Consequently, application, reporting, and presentation of the scale’s results varied and were in many cases incomplete. Seventeen studies used a different scale range than the original -2 to 2 (e.g., 1 to 5, 1 to 7 or -50 to 50), and 18 studies did not report the scaling leaving 93 studies (73%) reportedly using the Simple Scale in its original scale range. Twenty-one studies erroneously reported that the semantic differential consisted of Likert-scales. Some studies adopted the items to form an actual Likert-scale measuring (dis-)agreement [34].
Only eight studies reported factor analyses to test the two-dimensional structure of the Simple Scale, and only 28 studies reported reliability coefficients as a measure for scale accuracy (see next section). Nonetheless, 78 studies formed means corresponding to the two sub-scales usefulness and satisfying without reporting whether data structure and scale characteristics allow for this procedure. Six studies reported the scale’s or sub-scales’ medians.

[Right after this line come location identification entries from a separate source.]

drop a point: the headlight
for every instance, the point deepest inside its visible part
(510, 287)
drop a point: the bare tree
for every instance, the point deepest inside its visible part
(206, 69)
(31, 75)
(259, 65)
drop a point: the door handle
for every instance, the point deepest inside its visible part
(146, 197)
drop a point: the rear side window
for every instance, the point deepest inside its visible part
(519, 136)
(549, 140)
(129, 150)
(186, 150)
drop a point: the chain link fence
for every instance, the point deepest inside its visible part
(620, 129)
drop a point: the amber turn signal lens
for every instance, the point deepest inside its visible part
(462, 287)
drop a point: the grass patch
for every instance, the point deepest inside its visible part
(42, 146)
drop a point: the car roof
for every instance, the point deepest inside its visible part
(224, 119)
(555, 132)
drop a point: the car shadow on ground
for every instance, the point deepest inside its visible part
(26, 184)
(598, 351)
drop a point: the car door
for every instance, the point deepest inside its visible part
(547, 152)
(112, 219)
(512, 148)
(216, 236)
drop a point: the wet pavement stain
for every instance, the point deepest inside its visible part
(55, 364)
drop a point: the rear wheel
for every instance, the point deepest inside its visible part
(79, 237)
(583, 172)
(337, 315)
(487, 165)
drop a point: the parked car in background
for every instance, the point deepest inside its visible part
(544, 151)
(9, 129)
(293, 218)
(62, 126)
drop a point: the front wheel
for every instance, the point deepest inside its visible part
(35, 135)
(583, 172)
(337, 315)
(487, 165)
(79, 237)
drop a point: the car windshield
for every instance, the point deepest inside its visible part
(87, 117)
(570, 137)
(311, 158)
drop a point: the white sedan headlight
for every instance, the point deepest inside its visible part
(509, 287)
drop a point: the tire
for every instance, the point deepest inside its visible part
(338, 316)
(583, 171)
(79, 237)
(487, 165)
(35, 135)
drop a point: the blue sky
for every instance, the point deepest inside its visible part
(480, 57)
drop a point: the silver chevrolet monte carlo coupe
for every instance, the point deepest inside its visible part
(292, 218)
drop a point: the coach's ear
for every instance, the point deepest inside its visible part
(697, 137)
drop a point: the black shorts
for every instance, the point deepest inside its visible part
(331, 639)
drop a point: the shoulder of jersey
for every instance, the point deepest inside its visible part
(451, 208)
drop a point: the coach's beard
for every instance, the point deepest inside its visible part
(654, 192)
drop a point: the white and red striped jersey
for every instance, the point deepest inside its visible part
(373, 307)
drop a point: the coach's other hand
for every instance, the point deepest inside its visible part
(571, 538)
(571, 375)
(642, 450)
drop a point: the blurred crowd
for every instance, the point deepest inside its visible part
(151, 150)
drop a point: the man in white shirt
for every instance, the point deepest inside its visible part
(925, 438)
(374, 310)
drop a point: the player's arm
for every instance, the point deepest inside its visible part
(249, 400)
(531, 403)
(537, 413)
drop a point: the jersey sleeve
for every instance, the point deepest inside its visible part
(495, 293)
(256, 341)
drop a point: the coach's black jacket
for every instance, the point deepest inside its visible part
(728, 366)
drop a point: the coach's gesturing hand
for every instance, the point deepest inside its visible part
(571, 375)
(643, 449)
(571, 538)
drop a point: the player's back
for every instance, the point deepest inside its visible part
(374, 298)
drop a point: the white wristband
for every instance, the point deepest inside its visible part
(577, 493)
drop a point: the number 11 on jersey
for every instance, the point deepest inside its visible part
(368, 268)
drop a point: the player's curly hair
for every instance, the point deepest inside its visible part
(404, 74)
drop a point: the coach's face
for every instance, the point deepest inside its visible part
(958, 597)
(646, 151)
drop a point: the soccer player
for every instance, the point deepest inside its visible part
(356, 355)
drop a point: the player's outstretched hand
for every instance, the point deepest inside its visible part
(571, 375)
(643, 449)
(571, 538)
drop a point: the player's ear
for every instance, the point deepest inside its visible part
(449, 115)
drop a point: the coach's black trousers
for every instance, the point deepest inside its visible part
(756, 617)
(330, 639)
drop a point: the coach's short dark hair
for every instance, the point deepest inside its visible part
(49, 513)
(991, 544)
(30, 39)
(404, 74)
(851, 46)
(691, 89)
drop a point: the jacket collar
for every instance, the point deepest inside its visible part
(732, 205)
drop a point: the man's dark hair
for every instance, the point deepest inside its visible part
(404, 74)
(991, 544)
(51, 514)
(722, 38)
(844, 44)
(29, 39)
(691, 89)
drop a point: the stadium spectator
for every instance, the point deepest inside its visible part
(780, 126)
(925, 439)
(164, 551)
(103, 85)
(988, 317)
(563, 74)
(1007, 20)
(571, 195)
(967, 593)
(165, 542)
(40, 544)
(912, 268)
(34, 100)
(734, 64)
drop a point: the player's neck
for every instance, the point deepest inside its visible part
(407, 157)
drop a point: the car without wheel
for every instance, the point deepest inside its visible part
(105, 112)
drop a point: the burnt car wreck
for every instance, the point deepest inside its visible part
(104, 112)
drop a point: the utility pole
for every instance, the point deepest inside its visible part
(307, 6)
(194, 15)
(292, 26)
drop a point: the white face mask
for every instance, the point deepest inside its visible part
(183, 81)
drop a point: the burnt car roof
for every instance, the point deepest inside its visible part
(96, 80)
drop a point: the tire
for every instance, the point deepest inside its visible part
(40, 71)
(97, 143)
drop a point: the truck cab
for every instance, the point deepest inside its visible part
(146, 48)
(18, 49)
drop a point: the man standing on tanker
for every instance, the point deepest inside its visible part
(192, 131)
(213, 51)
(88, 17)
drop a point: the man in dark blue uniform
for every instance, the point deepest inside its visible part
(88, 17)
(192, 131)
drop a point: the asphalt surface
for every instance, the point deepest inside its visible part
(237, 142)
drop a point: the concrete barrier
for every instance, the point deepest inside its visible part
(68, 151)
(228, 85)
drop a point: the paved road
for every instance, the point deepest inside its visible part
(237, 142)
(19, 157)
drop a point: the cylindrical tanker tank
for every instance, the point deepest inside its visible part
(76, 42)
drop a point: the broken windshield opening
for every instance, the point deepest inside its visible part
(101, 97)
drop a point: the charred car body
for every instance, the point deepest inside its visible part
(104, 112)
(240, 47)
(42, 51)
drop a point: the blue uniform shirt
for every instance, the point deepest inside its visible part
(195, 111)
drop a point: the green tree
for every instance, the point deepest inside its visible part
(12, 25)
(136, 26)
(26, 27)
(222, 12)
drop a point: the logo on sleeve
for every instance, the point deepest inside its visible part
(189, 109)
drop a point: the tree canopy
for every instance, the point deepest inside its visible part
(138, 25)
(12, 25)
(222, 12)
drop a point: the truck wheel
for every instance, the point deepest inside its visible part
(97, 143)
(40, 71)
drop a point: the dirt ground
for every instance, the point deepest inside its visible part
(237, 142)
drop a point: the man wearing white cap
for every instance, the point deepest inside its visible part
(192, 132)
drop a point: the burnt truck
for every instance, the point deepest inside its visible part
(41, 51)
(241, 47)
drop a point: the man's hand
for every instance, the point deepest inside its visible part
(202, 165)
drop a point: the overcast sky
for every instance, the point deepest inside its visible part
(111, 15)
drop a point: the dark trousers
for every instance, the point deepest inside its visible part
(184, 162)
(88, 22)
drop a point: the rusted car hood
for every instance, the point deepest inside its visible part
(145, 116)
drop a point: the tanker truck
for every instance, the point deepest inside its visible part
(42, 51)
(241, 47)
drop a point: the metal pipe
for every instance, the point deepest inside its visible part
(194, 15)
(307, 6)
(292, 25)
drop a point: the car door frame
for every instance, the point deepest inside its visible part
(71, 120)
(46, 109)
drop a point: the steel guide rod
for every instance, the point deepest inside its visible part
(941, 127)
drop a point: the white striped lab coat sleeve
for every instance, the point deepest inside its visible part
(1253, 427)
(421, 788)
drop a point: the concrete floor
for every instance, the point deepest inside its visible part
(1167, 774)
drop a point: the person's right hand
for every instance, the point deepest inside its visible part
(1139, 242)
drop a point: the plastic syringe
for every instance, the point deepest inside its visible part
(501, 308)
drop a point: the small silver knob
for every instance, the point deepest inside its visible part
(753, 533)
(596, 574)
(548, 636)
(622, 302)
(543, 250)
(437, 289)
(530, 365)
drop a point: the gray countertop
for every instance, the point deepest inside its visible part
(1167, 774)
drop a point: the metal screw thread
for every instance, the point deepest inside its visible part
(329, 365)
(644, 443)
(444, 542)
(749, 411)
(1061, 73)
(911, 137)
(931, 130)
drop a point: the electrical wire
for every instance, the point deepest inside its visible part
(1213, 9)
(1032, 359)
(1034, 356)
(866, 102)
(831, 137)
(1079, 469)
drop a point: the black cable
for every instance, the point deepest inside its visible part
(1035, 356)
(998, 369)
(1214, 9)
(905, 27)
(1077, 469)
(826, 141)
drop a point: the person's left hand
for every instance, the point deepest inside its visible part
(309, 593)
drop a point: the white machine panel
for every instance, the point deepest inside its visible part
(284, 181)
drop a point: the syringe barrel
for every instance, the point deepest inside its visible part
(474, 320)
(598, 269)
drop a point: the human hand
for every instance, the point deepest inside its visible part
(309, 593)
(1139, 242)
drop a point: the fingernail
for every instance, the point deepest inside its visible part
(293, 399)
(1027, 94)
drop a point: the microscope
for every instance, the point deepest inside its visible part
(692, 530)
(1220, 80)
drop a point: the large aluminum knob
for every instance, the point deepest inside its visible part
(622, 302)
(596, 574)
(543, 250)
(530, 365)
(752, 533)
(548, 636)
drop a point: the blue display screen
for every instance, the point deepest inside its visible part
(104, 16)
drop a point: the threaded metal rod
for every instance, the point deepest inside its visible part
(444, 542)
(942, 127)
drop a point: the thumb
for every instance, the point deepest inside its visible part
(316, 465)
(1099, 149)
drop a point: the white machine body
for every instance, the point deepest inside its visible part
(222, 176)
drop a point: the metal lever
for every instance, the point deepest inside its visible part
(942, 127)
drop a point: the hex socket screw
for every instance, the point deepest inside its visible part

The majority of studies (73) reported descriptive statistics of the Simple Scale as numbers in tables or text. The remaining studies used illustrations such as a two-dimensional diagram with the two sub-scales usefulness and satisfying as dimensions (21), bar charts (18), or other figures (11). Three studies used plain text, and the remaining three studies did not report descriptive statistics from the Simple Scale.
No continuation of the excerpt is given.